What is the strategy?

“Haphazard. To put aside money each month as savings in cryptocurrencies, with no set time or amount. And eventually, build a portfolio.” So far, he has almost $100k sunk in and down about 20 per cent for the year with losses in Bitcoin and Zil. In addition, he checks on prices about three times daily, read articles to keep up to date with new developments before deciding on the next trade with a long-term view.

What doubts did you have and what were your emotions during times of volatility?

“It is a risky decision for portfolio allocation and all value could be lost (which is why only the reputable coins).” One must be prepared to lose all so there was little emotion felt (not unaffordable?) during the melt-up when he bought Bitcoin at $50k only to watch it fall to $35k because of the HODL strategy. He intends to keep investing (and doesn’t know that bookie markets are projecting a drop to $10k for Bitcoin and DCG’s CEO just came out to say that 99 per cent of cryptos are overpriced).

The increasing number of institutional investors vested with banks warming up to the idea sends the message that the market has grown too big to fail, is comforting along with the fact that third world countries like El Salvador (which has thrust into the crosshairs of the World Bank) are adopting Bitcoin as legal tender. The utility for Bitcoin is enormous in Africa and much of LATAM given the instability of their national currencies and payment systems.

What are your thoughts on the moral hazards of meme stocks and the likes of Robinhood allowing fractions of stocks to be traded by children?
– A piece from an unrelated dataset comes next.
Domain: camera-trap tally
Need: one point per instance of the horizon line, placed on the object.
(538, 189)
“As a believer of liberal systems, stock markets should be opened 24 hours and there is no moral hazard in allowing fractions of stocks to be traded with proper caveat emptors in place, accompanied by financial education or perhaps some form of financial accreditation that is required. Financial literacy should be included in school curriculums, and maybe this meme stock movement could be better contained for the risks that many vulnerable retail traders face.”

“The need to be right is the sign of a vulgar mind.” — Albert Camus

Our reaction was a big WOW.

Have we been such narrow-minded purists on our parts to fancy ourselves as financial professionals to miss out on an alternative asset class because we decide to condemn its failure ten years ago? Just how good is fiat money anyway with the runaway inflation in asset prices all around the world as central banks continue to pump liquidity into our imploding systems?
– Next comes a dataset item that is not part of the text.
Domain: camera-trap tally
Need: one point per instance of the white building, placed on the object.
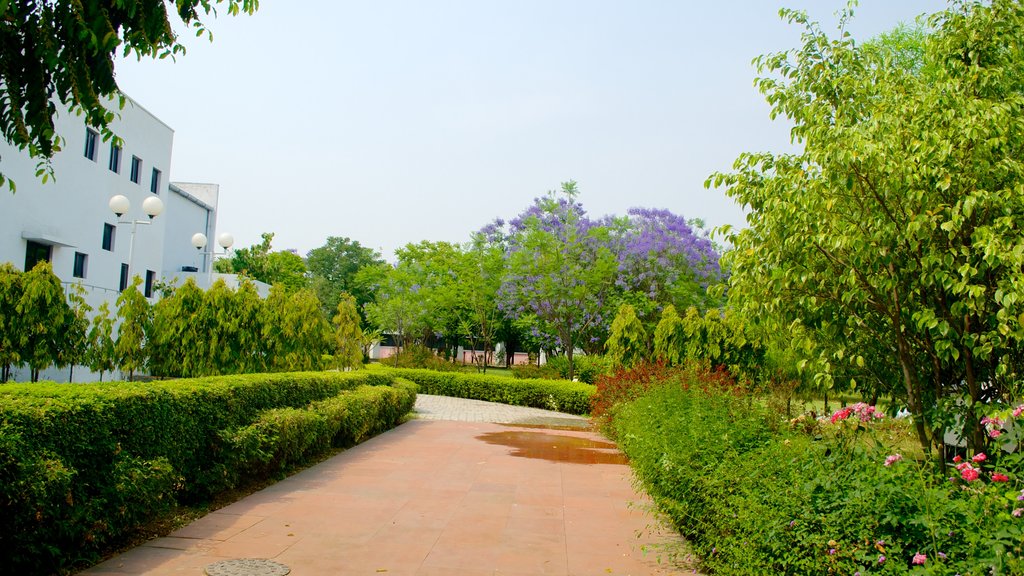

We happen to know that authorities are worried about stablecoins just as Titan stablecoin (like Tether which is pegged to the US dollar) collapsed from $60 to zero in 24 hours. What’s more, Uranus soared 50 per cent after another Elon Musk tweet, 95 per cent of Bitcoin trading is a hoax, the pump and dumps in cryptocurrency markets, the Defi100 exit scam and we are following the Binance scandal as central banks around the world plan to launch digital coins.

Source: FT

So much was our prejudice that we have been religiously documenting every single Bitcoin absurdity we can endeavour to collect for the past three years and take every opportunity to lambast something that is gaining mass acceptance, noting that millennial millionaires have at least 25 per cent of their wealth in crypto. For all the occasions we had cheered any signs of regulatory pressures (that are building up rapidly) in China, India and even the Netherlands, we cannot ignore that “at some point, something is just real… if our collective imagination has given them value, now we just think about them having value,” to quote Sam Bankman-Fried, CEO of the FTX crypto exchange in Hong Kong. And that is how liberal systems are supposed to work.
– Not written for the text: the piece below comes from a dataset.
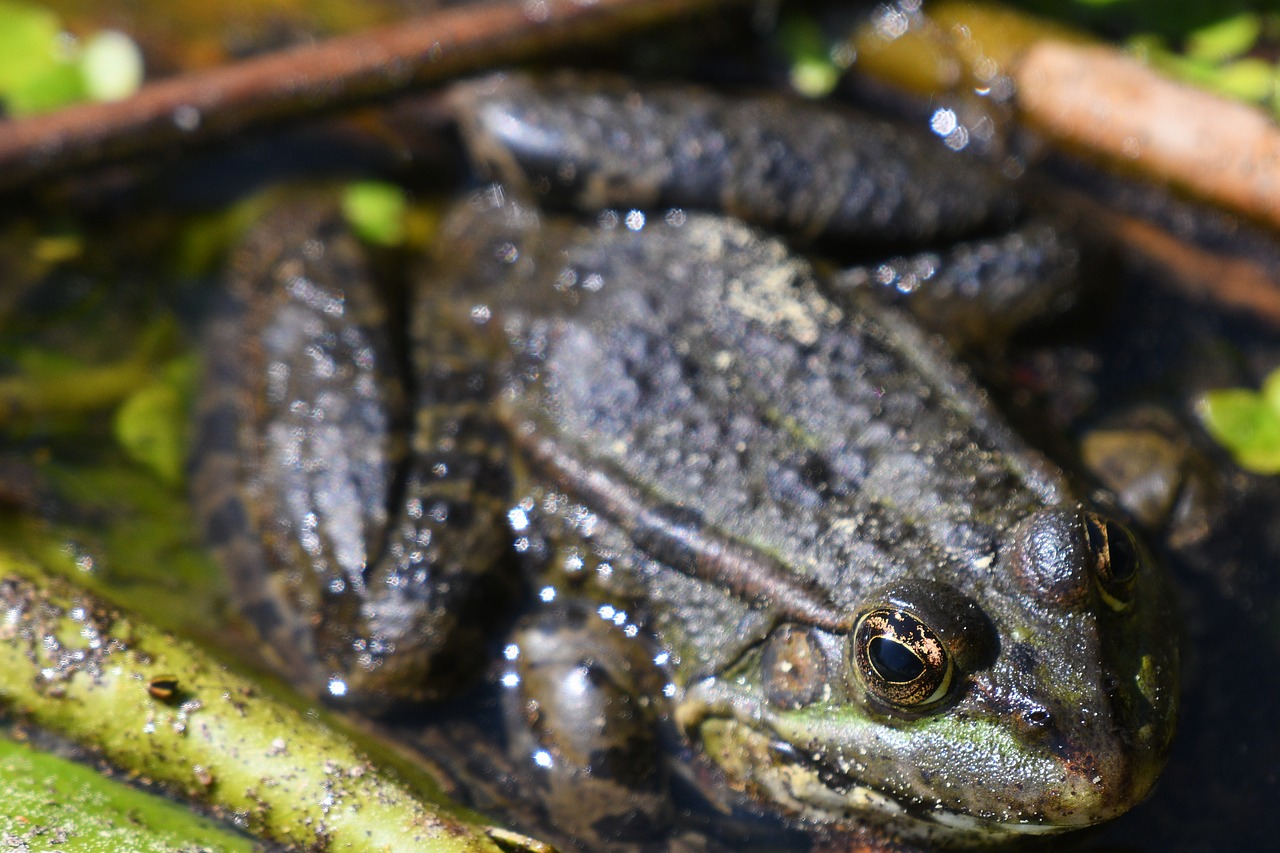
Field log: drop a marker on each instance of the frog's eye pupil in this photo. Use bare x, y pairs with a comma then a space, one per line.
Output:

Take a look at our friend, he is no weed smoking, irrational rebel of the system, quite unlike some of the viral videos we had watched on the recent Miami Bitcoin conference with drugged-out-looking folks stripping on stage to reveal Dogecoin outfits. Bitcoin has come full circle indeed and we have missed the forest for the trees, best explained by the cartoon below (that is us in the room).

Yes, no, or maybe?

Maybe for now. But we have taken off the blinders for a start and will be exploring without prejudice henceforth while looking for more perspectives. We will be back soon for more discussion on the wild world of cryptocurrencies.